The same BRIC wall also overshadows the United Nations Security Council’s ongoing deliberation as the U.S. and E.U seek a firmer resolution on Syria’s crackdown. India’s inclination to vote on the Chinese-Russian side of Libya and Syria demonstrates that Clinton wasn’t urging New Delhi to assist, so much as to politely reprimand its obstruction of U.S. policy in these spheres. The Secretary insists, “As India takes on a larger role throughout the Asia Pacific, it does have increasing responsibilities, including the duty to speak out against violations of universal human rights.”
However Clinton’s rhetoric functioned as a time-bomb. While New Delhi finds itself on the wrong side of these revolutions and U.S. policy, it has landed on Washington’s good side in Yemen by opposing democratic upheaval. On Saturday Interior Minister Mutahar al-Masri met with Indian ambassador Ausaf Sayeed to discuss an array of “security cooperation agreements,” supposedly dealing with piracy and terrorism. But Saba state media conceded, “Al-Masri and Sayeed also reviewed several security issues, particularly in counterterrorism areas.”
What these agreements entail remains unknown; intelligence sharing, equipment and training of local security forces offer several possibilities. Regardless, Al-Masri “hailed the Indian stances supporting Yemen in all international events,” meaning that New Delhi supports Ali Abdullah Saleh’s regime and its attempts to remain in power through the Gulf Cooperation Council’s (GCC) vampiric initiative. Sayeed “praised the security efforts the ministry exerted to maintain security and stability in the country,” lumping its actions against al-Qaeda in the Arabian Peninsula (AQAP) with its lethal assault against peaceful protesters and anti-government tribesmen in the south.
Sayeed then “asserted the Indian government's support to the unity and stability of Yemen,” codewords that Saleh uses to negate the northern Houthis and secessionist Southern Movement. These groups wanted out of Yemen because of Saleh and, if engaged properly, are open to unifying Yemen without him. Yemen’s democratic elements cannot flourish with Saleh’s regime in power, thus the artificial demand for “unity” and “stability” impedes a stable, unified Yemen.
With no further updates, India’s “security agreements” appear to be little more than political support for Saleh’s regime and the ruling General People’s Congress (GPC). Although this stance positions New Delhi at direct odds with Yemen’s revolutionaries, it also aligns with U.S. interests in suppressing their freedom.
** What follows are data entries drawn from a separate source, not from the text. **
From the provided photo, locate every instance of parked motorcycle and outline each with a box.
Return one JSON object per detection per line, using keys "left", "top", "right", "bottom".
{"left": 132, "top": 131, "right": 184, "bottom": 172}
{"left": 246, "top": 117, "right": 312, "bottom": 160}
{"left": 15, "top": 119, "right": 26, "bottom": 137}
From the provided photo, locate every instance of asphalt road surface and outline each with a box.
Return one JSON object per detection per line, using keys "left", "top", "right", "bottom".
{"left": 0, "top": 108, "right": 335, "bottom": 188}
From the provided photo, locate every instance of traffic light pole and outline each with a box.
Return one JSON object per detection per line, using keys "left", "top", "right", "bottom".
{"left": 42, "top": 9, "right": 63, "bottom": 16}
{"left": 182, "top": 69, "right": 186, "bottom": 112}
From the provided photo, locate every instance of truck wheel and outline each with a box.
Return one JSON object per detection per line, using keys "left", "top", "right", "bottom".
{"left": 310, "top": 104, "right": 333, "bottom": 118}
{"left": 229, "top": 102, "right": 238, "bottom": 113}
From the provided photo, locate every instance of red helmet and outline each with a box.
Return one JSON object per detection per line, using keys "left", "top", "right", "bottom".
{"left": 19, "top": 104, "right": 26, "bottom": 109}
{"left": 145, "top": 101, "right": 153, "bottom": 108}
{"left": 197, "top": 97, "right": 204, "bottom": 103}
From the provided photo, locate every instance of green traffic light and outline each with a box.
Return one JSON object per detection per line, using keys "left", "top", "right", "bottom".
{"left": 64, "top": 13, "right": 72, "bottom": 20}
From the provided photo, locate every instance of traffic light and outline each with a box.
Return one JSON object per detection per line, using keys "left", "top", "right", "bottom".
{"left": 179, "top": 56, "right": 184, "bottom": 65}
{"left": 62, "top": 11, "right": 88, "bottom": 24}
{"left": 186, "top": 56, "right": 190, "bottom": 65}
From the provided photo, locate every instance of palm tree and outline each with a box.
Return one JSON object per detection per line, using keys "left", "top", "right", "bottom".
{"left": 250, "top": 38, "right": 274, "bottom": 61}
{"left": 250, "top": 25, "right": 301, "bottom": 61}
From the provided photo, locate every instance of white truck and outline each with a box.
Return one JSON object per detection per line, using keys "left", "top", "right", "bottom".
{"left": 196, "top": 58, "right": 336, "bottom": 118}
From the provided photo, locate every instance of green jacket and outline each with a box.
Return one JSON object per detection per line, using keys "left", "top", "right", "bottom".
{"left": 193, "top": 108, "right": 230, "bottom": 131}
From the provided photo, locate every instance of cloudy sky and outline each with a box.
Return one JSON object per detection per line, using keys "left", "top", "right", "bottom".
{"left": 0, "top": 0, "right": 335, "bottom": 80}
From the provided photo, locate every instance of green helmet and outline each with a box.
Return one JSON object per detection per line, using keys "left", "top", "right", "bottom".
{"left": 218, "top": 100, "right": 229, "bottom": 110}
The end result is that America, the European Union, China, India, Russia and Saudi Arabia - a seemingly impervious wall of power - all oppose regime change in Yemen.
Clinton was presumably referencing Libya and Syria when she implored India to “support democratic transitions taking place in the Middle East and North Africa.” Given the close proximity between her visit and Sayeed’s maneuvering in Sana’a, perhaps New Delhi believed that it was finally supporting U.S. policy in the Arab Spring.